Avec Ghaleb Benscheikh, intervenant au congrès, nous en parlons. Alors il me dit : « Que signifie une telle vision panoptique[1] ? Comment prétendre ainsi sauver le monde ? » Ma réponse vient : « le monde se perd à travers chaque homme qui se perd et le monde est sauvé chaque fois qu’un homme est sauvé. »

Le lendemain en séance plénière, Ghaleb cite le Coran et dit : « Si un homme est assassiné, c’est l’humanité toute entière qu’on assassine. » Je découvre que nous nous comprenons bien et j’en suis plein de gratitude.

Alors, c’est décidé, je plaide pour que l’on garde “sauver”. D’ailleurs, quand on sauve un homme qui se noie, on ne lui demande pas de changer. On le sauve pour lui-même, pour ce qu’il a encore à vivre, pour la tâche qu’il doit encore accomplir sur terre. Oui le monde doit être sauvé pour ce qu’il a encore à accomplir en chacun de nous.

Mais pourquoi la beauté serait-elle le vecteur de la rédemption ? Qu’est-ce donc que la beauté ? J’en parle à Brigitte Sénéca à Terre du Ciel avant mon intervention. Elle me donne cette magnifique définition qu’elle m’autorise à citer :

« La beauté est une passerelle qui réunit l’intérieur et l’extérieur d’un être humain »

Alors me viennent de multiples exemples pour comprendre la beauté :

En écho à la conférence de Jane Doering sur Simone Weil : « La beauté, c’est quand la pesanteur s’accorde avec la grâce ».
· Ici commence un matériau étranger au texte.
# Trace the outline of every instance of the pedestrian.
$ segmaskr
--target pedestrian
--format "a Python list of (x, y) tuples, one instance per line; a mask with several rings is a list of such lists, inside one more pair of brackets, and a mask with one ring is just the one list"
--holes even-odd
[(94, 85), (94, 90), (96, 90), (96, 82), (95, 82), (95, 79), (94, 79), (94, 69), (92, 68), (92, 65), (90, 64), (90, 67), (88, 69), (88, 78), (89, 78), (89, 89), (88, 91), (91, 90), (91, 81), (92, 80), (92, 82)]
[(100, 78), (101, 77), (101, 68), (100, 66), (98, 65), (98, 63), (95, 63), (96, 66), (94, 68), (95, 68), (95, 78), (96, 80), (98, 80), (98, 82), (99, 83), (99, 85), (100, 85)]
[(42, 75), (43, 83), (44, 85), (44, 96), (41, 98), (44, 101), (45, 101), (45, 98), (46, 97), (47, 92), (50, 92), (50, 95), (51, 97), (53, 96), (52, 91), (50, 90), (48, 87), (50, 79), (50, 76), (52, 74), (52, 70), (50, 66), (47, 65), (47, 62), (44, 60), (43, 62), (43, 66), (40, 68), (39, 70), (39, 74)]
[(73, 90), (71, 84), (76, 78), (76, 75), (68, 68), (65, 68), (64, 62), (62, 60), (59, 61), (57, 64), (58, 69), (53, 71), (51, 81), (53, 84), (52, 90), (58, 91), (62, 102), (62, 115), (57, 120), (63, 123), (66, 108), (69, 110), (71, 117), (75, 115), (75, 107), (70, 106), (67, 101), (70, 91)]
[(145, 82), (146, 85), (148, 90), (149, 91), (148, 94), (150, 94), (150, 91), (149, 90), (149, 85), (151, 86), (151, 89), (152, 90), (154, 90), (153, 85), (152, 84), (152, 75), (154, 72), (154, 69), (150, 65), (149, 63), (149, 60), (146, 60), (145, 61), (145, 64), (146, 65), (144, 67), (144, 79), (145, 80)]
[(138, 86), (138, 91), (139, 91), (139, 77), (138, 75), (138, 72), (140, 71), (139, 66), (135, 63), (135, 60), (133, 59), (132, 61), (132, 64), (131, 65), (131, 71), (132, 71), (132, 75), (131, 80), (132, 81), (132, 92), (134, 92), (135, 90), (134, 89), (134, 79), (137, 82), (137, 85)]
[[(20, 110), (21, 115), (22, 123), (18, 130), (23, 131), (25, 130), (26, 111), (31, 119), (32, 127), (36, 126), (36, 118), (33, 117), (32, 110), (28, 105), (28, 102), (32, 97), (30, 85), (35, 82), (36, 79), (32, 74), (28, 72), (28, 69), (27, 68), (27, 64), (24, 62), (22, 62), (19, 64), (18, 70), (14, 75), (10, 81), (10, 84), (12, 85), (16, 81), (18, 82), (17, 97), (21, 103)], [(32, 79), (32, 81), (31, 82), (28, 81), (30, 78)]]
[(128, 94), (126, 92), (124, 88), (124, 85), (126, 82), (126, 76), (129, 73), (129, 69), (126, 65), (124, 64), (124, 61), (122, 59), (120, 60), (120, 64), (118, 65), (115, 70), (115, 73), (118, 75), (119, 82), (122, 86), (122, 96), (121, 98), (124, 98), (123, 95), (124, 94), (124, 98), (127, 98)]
Pour les peintres : « c’est quand la couleur s’inscrit dans une forme »

Pour les musiciens : « c’est quand la mélodie entre dans un rythme et nous fait taper du pied sur le sol. »

Pour les photographes : « c’est quand l’ombre et la lumière se mettent à jouer ensemble une symphonie… »

La beauté sauve le monde parce qu’elle réunit en chaque être humain ce qui ne peut pas être séparé : sa nature divine et sa nature terrestre, deux aspects d’une seule et même réalité. Le monde se perd quand l’unité est rompue. Ainsi, la phrase de Dostoïevski résonne comme une voie de guérison pour notre monde qui en a tant besoin…

Philippe Leconte

[1]     Se dit d’un bâtiment (pénitentiaire, hospitalier, etc.) dont, d’un point d’observation interne, on peut embrasser du regard tout l’intérieur (Larousse).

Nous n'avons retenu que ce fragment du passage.